O Senado aprovou nesta quarta-feira o Estatuto Digital da Criança e do Adolescente, conhecido como ECA Digital. O projeto, que agora segue para sanção presidencial, estabelece regras para proteger crianças e adolescentes no ambiente online. Entre as medidas estão a retirada imediata de conteúdos ligados à exploração infantil, a exigência de verificação de idade para acesso a plataformas digitais, a criação de ferramentas de controle parental e a proibição de publicidade direcionada a menores.
A aprovação ocorre em meio a um debate crescente sobre a adultização precoce das crianças nas redes sociais, impulsionado pela repercussão do vídeo do influenciador Felca, que denunciou a exposição de menores em contextos de risco. A mobilização pública acelerou a tramitação de um projeto apresentado em 2022 e que agora se torna um marco regulatório no país.

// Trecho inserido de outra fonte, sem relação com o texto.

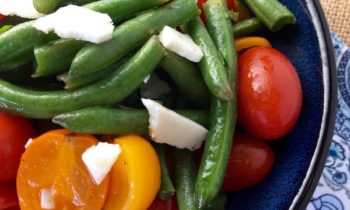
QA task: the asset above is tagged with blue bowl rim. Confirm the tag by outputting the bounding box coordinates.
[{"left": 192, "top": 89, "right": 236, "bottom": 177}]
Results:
[{"left": 289, "top": 0, "right": 338, "bottom": 210}]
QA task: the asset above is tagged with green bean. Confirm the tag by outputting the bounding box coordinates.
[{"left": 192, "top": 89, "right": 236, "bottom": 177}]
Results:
[
  {"left": 175, "top": 149, "right": 198, "bottom": 210},
  {"left": 52, "top": 107, "right": 208, "bottom": 135},
  {"left": 0, "top": 21, "right": 46, "bottom": 64},
  {"left": 33, "top": 0, "right": 168, "bottom": 77},
  {"left": 33, "top": 0, "right": 96, "bottom": 14},
  {"left": 68, "top": 0, "right": 199, "bottom": 76},
  {"left": 195, "top": 0, "right": 237, "bottom": 208},
  {"left": 160, "top": 51, "right": 210, "bottom": 107},
  {"left": 84, "top": 0, "right": 169, "bottom": 23},
  {"left": 184, "top": 18, "right": 233, "bottom": 100},
  {"left": 233, "top": 18, "right": 262, "bottom": 37},
  {"left": 245, "top": 0, "right": 296, "bottom": 32},
  {"left": 153, "top": 143, "right": 175, "bottom": 200},
  {"left": 0, "top": 37, "right": 166, "bottom": 118},
  {"left": 32, "top": 39, "right": 86, "bottom": 78},
  {"left": 57, "top": 57, "right": 129, "bottom": 90},
  {"left": 203, "top": 0, "right": 237, "bottom": 85},
  {"left": 0, "top": 25, "right": 13, "bottom": 34},
  {"left": 0, "top": 50, "right": 34, "bottom": 72},
  {"left": 204, "top": 193, "right": 227, "bottom": 210}
]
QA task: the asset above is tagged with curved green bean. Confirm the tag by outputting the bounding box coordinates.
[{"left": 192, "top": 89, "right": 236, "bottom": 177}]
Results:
[
  {"left": 32, "top": 39, "right": 86, "bottom": 78},
  {"left": 174, "top": 149, "right": 199, "bottom": 210},
  {"left": 68, "top": 0, "right": 199, "bottom": 76},
  {"left": 184, "top": 18, "right": 233, "bottom": 100},
  {"left": 0, "top": 21, "right": 46, "bottom": 64},
  {"left": 245, "top": 0, "right": 296, "bottom": 32},
  {"left": 0, "top": 37, "right": 166, "bottom": 118},
  {"left": 33, "top": 0, "right": 168, "bottom": 77},
  {"left": 52, "top": 107, "right": 208, "bottom": 135},
  {"left": 0, "top": 50, "right": 34, "bottom": 72},
  {"left": 153, "top": 143, "right": 175, "bottom": 200},
  {"left": 204, "top": 193, "right": 227, "bottom": 210},
  {"left": 33, "top": 0, "right": 96, "bottom": 14},
  {"left": 160, "top": 51, "right": 210, "bottom": 107},
  {"left": 233, "top": 18, "right": 262, "bottom": 37},
  {"left": 195, "top": 0, "right": 237, "bottom": 208}
]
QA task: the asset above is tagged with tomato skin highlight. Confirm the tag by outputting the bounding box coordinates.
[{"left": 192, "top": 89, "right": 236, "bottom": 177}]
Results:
[
  {"left": 0, "top": 181, "right": 19, "bottom": 209},
  {"left": 222, "top": 134, "right": 275, "bottom": 192},
  {"left": 0, "top": 111, "right": 35, "bottom": 183},
  {"left": 237, "top": 47, "right": 303, "bottom": 140}
]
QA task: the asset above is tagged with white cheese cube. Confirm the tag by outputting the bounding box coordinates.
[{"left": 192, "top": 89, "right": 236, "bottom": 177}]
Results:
[
  {"left": 40, "top": 188, "right": 55, "bottom": 209},
  {"left": 159, "top": 26, "right": 203, "bottom": 62},
  {"left": 34, "top": 5, "right": 114, "bottom": 44},
  {"left": 142, "top": 99, "right": 208, "bottom": 150},
  {"left": 82, "top": 142, "right": 121, "bottom": 185}
]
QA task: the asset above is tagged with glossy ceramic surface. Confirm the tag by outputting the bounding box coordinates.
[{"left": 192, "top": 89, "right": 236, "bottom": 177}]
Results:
[{"left": 227, "top": 0, "right": 337, "bottom": 210}]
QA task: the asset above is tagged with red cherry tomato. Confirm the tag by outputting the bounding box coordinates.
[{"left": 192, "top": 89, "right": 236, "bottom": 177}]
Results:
[
  {"left": 237, "top": 47, "right": 303, "bottom": 139},
  {"left": 148, "top": 195, "right": 178, "bottom": 210},
  {"left": 0, "top": 111, "right": 35, "bottom": 182},
  {"left": 0, "top": 181, "right": 19, "bottom": 209},
  {"left": 222, "top": 134, "right": 275, "bottom": 192},
  {"left": 197, "top": 0, "right": 235, "bottom": 23}
]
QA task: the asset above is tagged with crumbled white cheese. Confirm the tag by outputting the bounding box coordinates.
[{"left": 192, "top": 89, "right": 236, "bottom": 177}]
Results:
[
  {"left": 82, "top": 142, "right": 121, "bottom": 185},
  {"left": 143, "top": 74, "right": 151, "bottom": 84},
  {"left": 40, "top": 188, "right": 55, "bottom": 209},
  {"left": 34, "top": 5, "right": 114, "bottom": 44},
  {"left": 24, "top": 138, "right": 33, "bottom": 149},
  {"left": 159, "top": 26, "right": 203, "bottom": 62},
  {"left": 0, "top": 0, "right": 44, "bottom": 19},
  {"left": 142, "top": 99, "right": 208, "bottom": 150}
]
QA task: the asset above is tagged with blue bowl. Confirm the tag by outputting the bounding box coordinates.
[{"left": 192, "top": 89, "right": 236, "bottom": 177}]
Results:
[{"left": 227, "top": 0, "right": 337, "bottom": 210}]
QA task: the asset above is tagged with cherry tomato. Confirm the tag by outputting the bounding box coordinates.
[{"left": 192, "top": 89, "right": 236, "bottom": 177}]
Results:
[
  {"left": 16, "top": 130, "right": 110, "bottom": 210},
  {"left": 0, "top": 111, "right": 35, "bottom": 182},
  {"left": 0, "top": 181, "right": 18, "bottom": 209},
  {"left": 222, "top": 134, "right": 275, "bottom": 192},
  {"left": 237, "top": 47, "right": 303, "bottom": 139},
  {"left": 197, "top": 0, "right": 235, "bottom": 23},
  {"left": 148, "top": 195, "right": 178, "bottom": 210}
]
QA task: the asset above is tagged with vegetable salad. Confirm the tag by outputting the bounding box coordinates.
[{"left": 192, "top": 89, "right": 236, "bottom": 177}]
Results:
[{"left": 0, "top": 0, "right": 302, "bottom": 210}]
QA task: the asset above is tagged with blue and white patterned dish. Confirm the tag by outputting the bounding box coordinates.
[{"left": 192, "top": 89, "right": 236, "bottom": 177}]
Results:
[
  {"left": 227, "top": 0, "right": 338, "bottom": 210},
  {"left": 307, "top": 33, "right": 350, "bottom": 210}
]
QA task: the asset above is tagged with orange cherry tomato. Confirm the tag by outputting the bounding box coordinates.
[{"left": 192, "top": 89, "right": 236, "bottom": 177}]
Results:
[
  {"left": 0, "top": 181, "right": 18, "bottom": 209},
  {"left": 104, "top": 135, "right": 160, "bottom": 210},
  {"left": 237, "top": 47, "right": 303, "bottom": 139},
  {"left": 0, "top": 111, "right": 35, "bottom": 183},
  {"left": 17, "top": 130, "right": 109, "bottom": 210},
  {"left": 222, "top": 134, "right": 275, "bottom": 192}
]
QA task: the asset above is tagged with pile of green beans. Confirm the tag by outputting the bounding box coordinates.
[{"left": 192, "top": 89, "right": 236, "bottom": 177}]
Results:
[
  {"left": 34, "top": 0, "right": 168, "bottom": 77},
  {"left": 0, "top": 0, "right": 295, "bottom": 210}
]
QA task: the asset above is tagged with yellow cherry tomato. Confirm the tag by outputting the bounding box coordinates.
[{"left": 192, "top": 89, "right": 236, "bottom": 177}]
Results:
[{"left": 104, "top": 135, "right": 160, "bottom": 210}]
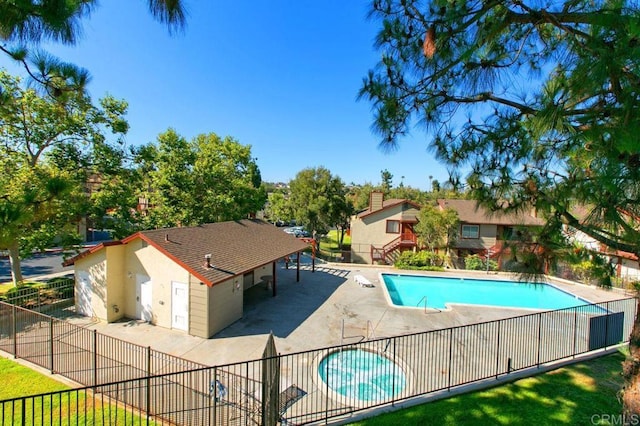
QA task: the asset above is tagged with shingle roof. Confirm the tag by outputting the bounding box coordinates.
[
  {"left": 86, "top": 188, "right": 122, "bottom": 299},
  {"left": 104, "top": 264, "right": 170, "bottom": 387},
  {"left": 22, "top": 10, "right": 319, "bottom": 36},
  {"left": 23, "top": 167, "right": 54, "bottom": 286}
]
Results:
[
  {"left": 65, "top": 219, "right": 308, "bottom": 286},
  {"left": 438, "top": 199, "right": 545, "bottom": 226},
  {"left": 358, "top": 198, "right": 420, "bottom": 218}
]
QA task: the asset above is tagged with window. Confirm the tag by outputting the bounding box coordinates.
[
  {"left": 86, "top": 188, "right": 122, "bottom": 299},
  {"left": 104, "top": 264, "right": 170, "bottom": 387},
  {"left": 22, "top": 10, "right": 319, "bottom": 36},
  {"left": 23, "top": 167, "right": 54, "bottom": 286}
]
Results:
[
  {"left": 462, "top": 225, "right": 480, "bottom": 238},
  {"left": 387, "top": 220, "right": 400, "bottom": 234}
]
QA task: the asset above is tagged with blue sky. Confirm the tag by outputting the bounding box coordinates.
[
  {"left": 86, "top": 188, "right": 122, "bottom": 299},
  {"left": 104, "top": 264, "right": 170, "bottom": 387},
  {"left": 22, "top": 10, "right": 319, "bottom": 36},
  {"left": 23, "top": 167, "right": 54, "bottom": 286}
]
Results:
[{"left": 0, "top": 0, "right": 447, "bottom": 189}]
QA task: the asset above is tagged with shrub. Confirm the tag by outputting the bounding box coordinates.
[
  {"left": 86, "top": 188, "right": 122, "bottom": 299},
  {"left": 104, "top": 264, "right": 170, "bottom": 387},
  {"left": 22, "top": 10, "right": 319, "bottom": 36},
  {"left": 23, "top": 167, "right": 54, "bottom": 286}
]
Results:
[
  {"left": 464, "top": 254, "right": 498, "bottom": 271},
  {"left": 4, "top": 286, "right": 39, "bottom": 307},
  {"left": 395, "top": 250, "right": 445, "bottom": 271}
]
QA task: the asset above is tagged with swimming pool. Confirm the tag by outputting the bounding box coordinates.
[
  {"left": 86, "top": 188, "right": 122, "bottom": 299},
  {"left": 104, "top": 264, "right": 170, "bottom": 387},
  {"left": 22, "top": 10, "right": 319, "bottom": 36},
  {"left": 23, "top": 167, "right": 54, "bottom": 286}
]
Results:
[
  {"left": 381, "top": 274, "right": 590, "bottom": 310},
  {"left": 318, "top": 349, "right": 407, "bottom": 403}
]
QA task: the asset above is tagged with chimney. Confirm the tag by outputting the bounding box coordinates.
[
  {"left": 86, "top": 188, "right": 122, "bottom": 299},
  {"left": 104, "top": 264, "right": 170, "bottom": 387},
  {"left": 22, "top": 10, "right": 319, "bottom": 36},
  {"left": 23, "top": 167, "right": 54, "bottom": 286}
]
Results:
[{"left": 369, "top": 191, "right": 384, "bottom": 212}]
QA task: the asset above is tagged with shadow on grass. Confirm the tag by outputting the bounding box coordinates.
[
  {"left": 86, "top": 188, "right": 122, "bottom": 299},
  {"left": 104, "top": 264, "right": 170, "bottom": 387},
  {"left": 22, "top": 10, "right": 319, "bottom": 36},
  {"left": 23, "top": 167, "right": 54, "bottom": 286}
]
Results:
[{"left": 355, "top": 353, "right": 625, "bottom": 426}]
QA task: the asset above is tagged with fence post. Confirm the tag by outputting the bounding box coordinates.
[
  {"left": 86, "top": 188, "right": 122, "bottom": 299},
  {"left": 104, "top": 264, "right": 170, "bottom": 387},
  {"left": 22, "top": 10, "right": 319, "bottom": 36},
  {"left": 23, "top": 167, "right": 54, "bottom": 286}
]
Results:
[
  {"left": 389, "top": 337, "right": 397, "bottom": 406},
  {"left": 447, "top": 327, "right": 453, "bottom": 391},
  {"left": 11, "top": 305, "right": 18, "bottom": 359},
  {"left": 604, "top": 301, "right": 611, "bottom": 351},
  {"left": 573, "top": 308, "right": 578, "bottom": 358},
  {"left": 146, "top": 346, "right": 152, "bottom": 425},
  {"left": 536, "top": 314, "right": 542, "bottom": 368},
  {"left": 21, "top": 397, "right": 27, "bottom": 426},
  {"left": 93, "top": 329, "right": 98, "bottom": 388},
  {"left": 496, "top": 321, "right": 502, "bottom": 379},
  {"left": 49, "top": 317, "right": 55, "bottom": 374}
]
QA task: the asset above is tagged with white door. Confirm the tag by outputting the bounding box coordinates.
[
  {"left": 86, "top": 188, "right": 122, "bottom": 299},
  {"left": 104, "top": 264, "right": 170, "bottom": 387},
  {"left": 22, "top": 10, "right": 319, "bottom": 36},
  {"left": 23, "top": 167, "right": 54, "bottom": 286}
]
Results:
[
  {"left": 136, "top": 274, "right": 153, "bottom": 322},
  {"left": 171, "top": 281, "right": 189, "bottom": 331},
  {"left": 76, "top": 271, "right": 93, "bottom": 317}
]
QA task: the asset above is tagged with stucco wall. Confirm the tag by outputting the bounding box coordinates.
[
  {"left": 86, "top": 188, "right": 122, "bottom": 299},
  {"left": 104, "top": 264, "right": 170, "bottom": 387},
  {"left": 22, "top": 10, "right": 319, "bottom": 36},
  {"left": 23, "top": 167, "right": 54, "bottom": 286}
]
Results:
[
  {"left": 454, "top": 223, "right": 498, "bottom": 250},
  {"left": 620, "top": 259, "right": 640, "bottom": 281},
  {"left": 207, "top": 276, "right": 244, "bottom": 337},
  {"left": 124, "top": 240, "right": 189, "bottom": 328},
  {"left": 351, "top": 204, "right": 419, "bottom": 263},
  {"left": 189, "top": 276, "right": 212, "bottom": 339},
  {"left": 105, "top": 245, "right": 125, "bottom": 322},
  {"left": 75, "top": 250, "right": 107, "bottom": 320}
]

Para os parlamentares, a lei cria instrumentos legais para enfrentar uma realidade que avançava sem freios. Mas, para educadores, a regulação só cumpre seu papel se vier acompanhada de formação crítica nas escolas e de corresponsabilidade das famílias.
Claudia Tricate, diretora do Colégio Magno/Mágico de Oz, destaca que o problema da adultização não se resolve apenas com algoritmos. “Não existem miniadultos, mas crianças e adolescentes crescendo. Muitas vezes, as mesmas crianças que têm liberdade para manter contas em redes sociais ainda precisam de intervenção dos pais para resolver conflitos. A mediação adulta continua sendo indispensável”, afirma.
Na Escola Vera Cruz, a coordenadora de tecnologia da educação, Juliana Caetano, enfatiza que proteger crianças significa prepará-las para o uso consciente. “A escola protege ao ensinar a usar. Quando os alunos se tornam usuários e produtores críticos, com consciência ética, ficam mais protegidos de usos inadequados. Não adianta apenas proibir: é preciso formar.”
A pedagoga Adriana Ramos, coordenadora do curso de pós-graduação em Relações Interpessoais do Instituto Vera Cruz, considera que a legislação cria uma base necessária, mas insuficiente. “O marco regulatório é importante para estabelecer limites claros às plataformas e dar instrumentos às famílias. Mas o que realmente protege as crianças é o trabalho cotidiano de formação do senso crítico, construído nas experiências de convivência ética que a escola oferece. Adultização não se combate apenas com normas, mas com práticas educativas que ajudam crianças e adolescentes a compreenderem seu lugar no mundo”, afirma.
O desafio, segundo os educadores, é equilibrar proteção e autonomia. No Colégio Equipe, projetos de humanidades têm aproximado adolescentes de discussões sobre política, ética e sociedade, sempre relacionadas ao impacto das redes digitais. No Centro Educacional Pioneiro, a convivência ética é trabalhada em assembleias de classe e rodas de conversa, ajudando os alunos a lidar com frustrações e escolhas em um mundo hiper conectado. Já no Liceu de Artes e Ofícios de São Paulo, projetos de linguagens exploram como a vida familiar e doméstica foi transformada pela presença constante das telas, incentivando uma reflexão crítica sobre os limites entre infância e exposição.
A inteligência artificial, embora não seja tema central da nova lei, aparece como parte desse debate mais amplo sobre tecnologia e infância. Claudia Tricate explica que, no Magno, os alunos não apenas usam ferramentas de IA, mas também investigam como elas funcionam. “Quando bem mediadas, as ferramentas digitais não reduzem o senso crítico, mas o ampliam. Podemos usá-las para comparar perspectivas, analisar possibilidades e propor soluções para problemas reais”, diz. No Vera Cruz, professores de todos os níveis vêm sendo formados para integrar a IA aos planejamentos de aula, sempre com a intencionalidade pedagógica de estimular autoria, ética e reflexão.
Para todas as escolas, a mensagem é semelhante: a tecnologia só cumpre um papel positivo quando inserida em um projeto educativo consistente e acompanhado de perto por adultos.
A aprovação do ECA Digital é um passo importante na criação de freios institucionais para a exploração da infância no ambiente digital. Mas, segundo os educadores especialistas na área, nenhum marco regulatório substitui o trabalho diário de mediação entre escola e família.